Opinion: The not-so-sexy revolution in Southeast Asia eCommerce

There’s been a lot of coverage in recent months for the flashier functionality on Shopee and Lazada - livestreaming, gamification and more. New words have even been coined, such as “shoppertainment”, to describe these new features.

At the same time there’s been much excitement about social commerce announcements from the big platforms, with Facebook Shops promising to disrupt the landscape. However, a quieter, but no less important, change is taking place: upgrades to and increasing emphasis on advertising within the marketplaces.

To this end, Shopee and Lazada both seem to be aggressively hiring talent to beef up their ad offerings. See below for a couple of promoted job offers seen last week.

ecommerce pic 1

Their strategy is simple: Use advertising to monetise the traffic garnered through investment in shoppertainment and other initiatives designed to get shoppers to hang around for longer on the platform and to come back more regularly.

Sellers on the big Southeast Asian marketplaces for a long time relied more on a “barter” system, where they could get exposure for providing certain discounted inventory. Most regular paid advertising happened on Facebook and Google, with special ad formats developed that allowed custom audiences, for example.

This is in contrast to China, where, from early on, running a store meant a focus on paid advertising within platforms such as Tmall. This was one of the biggest differences I felt having moved over to Southeast Asia, from a job in China eCommerce.

The move to an emphasis on on-site advertising is already well underway for Shopee and Lazada. According to insights from Epsilon, a tech solution that automates part of the on-site ad buying for multiple big brands, the budget split is shifting rapidly from off-site, eg. Facebook, to on-site, with on-site advertising up by around 40% from the previous year. Separately, Lazada and GroupM also struck up a deal to offer GroupM's clients preferential pricing and access.

Such shifts in budget and emphasis from agencies is certain to continue as the platforms improve their ad tools (with their new hires!) and as they have more regular traffic or eyeballs to advertise to, thanks to their shoppertainment push.

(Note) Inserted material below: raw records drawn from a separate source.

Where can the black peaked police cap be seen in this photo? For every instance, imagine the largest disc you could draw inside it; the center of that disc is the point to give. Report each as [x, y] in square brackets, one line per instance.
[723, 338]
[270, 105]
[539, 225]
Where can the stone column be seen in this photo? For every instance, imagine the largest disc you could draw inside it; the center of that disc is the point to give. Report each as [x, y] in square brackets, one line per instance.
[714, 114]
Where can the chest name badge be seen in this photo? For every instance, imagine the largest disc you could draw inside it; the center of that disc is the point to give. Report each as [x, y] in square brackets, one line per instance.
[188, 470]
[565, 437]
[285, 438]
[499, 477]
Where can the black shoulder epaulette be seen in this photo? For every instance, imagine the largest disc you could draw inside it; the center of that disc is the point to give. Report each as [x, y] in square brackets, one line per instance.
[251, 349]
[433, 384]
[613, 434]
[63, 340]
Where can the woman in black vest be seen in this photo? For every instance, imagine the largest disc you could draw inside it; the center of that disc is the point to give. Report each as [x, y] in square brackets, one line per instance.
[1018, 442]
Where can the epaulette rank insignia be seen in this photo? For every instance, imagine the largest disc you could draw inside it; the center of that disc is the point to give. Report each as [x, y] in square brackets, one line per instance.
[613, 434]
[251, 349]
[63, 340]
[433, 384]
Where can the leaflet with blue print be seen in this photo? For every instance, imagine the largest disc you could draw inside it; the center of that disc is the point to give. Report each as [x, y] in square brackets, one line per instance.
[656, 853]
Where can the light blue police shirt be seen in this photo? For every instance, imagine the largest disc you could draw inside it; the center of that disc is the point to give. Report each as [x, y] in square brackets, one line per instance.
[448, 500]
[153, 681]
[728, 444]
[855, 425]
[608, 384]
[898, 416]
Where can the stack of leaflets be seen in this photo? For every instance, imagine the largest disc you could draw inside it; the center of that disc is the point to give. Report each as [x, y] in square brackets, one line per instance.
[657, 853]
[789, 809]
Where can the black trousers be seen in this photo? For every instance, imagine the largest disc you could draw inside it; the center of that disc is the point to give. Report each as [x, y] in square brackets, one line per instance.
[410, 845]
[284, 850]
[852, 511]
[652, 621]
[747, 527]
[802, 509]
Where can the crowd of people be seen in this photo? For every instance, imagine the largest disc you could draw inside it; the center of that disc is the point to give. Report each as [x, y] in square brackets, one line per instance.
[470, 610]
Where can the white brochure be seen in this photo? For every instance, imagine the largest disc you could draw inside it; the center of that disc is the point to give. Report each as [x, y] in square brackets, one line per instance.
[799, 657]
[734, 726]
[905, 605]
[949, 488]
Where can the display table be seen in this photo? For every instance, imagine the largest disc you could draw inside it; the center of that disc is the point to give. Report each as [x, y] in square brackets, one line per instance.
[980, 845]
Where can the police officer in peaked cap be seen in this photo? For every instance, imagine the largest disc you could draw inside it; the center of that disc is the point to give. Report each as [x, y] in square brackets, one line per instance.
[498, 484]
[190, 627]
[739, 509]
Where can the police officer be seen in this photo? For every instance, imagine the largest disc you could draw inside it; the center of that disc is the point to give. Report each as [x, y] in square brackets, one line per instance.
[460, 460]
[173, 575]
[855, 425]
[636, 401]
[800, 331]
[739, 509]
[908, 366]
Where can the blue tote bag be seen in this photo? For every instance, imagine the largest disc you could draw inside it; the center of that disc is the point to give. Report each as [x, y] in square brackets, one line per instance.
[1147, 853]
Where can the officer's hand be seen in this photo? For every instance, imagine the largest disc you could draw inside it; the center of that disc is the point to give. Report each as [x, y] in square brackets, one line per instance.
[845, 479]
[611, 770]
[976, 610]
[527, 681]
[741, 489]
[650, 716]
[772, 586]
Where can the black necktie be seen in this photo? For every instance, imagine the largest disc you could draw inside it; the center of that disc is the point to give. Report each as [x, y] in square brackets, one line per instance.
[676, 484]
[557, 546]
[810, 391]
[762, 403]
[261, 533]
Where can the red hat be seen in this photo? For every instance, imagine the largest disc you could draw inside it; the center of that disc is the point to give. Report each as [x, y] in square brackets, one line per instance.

Right now Shopee, for example, offers a variety of options within the platform: Paid search ads put your product or store at the top of the search results, similar to Google Ads, and there are options to get products onto recommendation sections of homepages too. More are on the way on Shopee and Lazada. Options to target and personalise will also increase, both on the platform and using platform data to target people outside of the platform.

So, what does this mean for brands?

Obviously we need to get smarter and more nimble at ad buying. This is particularly difficult to do at scale on marketplace stores with hundreds of SKUs, each requiring different treatment due to considerations including inventory, conversion rates, profitability and so on. Technology and specialist partners will help brands do this, as well as governance to allow nimble budget allocation.

It may make sense to harmonise budgets between social and eCommerce channels, which can be hard if managed by different teams and agencies. Structures and processes need to be in place to switch between the two based on what’s driving the most traffic.

Also, if China is anything to go by, cost per acquisition will go up. It makes sense therefore to make a head start in building effective retention strategies for stores.

Perfect the experience, collect data and plan communications or promotions to get people coming back without needing to advertise to them.

Finally, of course, taking a step back, a strong brand is as important as ever. It’s more expensive to advertise a weak brand on a marketplace.

Longer-term investment in the brand has to happen alongside the short-term sales-driving advertising.

This quieter shift in Southeast Asia’s commerce landscape is less sexy but no less important. Marketplaces may only represent a few percentage points of overall sales today, but this will change quickly. Those that win on marketplaces, through advertising and more, will win an inordinate share of the market as marketplace sales represent more and more of their total categories. 

The writer is Jeremy Webb vice president, customer engagement and commerce for Southeast Asia at Ogilvy.